FINRA Issues Report on Digital Investment Advice Tools

FINRA issued a report identifying effective practices that firms should consider when developing and using “digital investment advice tools.”

FINRA highlights five key regulatory principles and effective practices:

  • Governance and supervision of algorithms. This includes initially assessing the methodology of digital tools and the quality and reliability of data inputs, as well as ongoing evaluation such as testing the tools to ensure they are performing as expected, and determining whether models used by a tool remain appropriate as market conditions change;
  • Customer profiling. This includes assessing both a customers’ risk capacity and risk willingness, and addressing contradictory or inconsistent responses in customer-provided information;
  • Governance and supervision of portfolios and conflicts of interest. This includes determining the risk, return and diversification characteristics of a portfolio suitable for a given investor profile, and mitigating – through avoidance or disclosure – conflicts that can arise through the selection of securities for a portfolio;
  • Rebalancing. This includes providing descriptions of how the rebalancing works and procedures that define how the tools will act in the event of a major market movement;
  • Training. Training enables financial professionals to understand the key assumptions and limitations of individual digital investment advice tools, and determine when use of a tool may not be appropriate for a client.

In addition, investors should be apprised of (i) the soundness of the information gathered by the firm, (ii) the investment approach embodied in the digital tools, and (iii) the underlying assumptions used in such advice tools. FINRA cautioned that digital investment advice tools do not necessarily eliminate conflicts of interest, and that investors should understand the services provided by the tools, the costs of those services and how the services will be performed. FINRA stated that the report is not intended to create any new legal requirements or change the existing regulatory obligations of broker-dealers.
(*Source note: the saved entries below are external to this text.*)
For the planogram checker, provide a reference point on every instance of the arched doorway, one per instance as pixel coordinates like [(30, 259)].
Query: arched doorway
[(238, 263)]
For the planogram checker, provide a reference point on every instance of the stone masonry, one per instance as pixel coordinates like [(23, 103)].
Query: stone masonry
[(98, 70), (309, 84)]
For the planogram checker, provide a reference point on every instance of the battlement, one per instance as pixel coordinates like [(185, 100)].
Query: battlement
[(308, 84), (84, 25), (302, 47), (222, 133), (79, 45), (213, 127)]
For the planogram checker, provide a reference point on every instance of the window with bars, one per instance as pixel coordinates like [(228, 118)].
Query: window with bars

Lofchie Comment: This is a thorough and practical report. Although it focuses on providing e-advisory services to customers, much of the discussion is equally relevant to firms that provide personalized advice to customers (e.g., the section that pertains to asking customers about their objectives and potential risks: different results can arise from identical situations). This report should be reviewed by anyone (broker-dealer or adviser) who is responsible for providing advice to customers – or for supervising or monitoring that advice – regardless of how the advice might be delivered.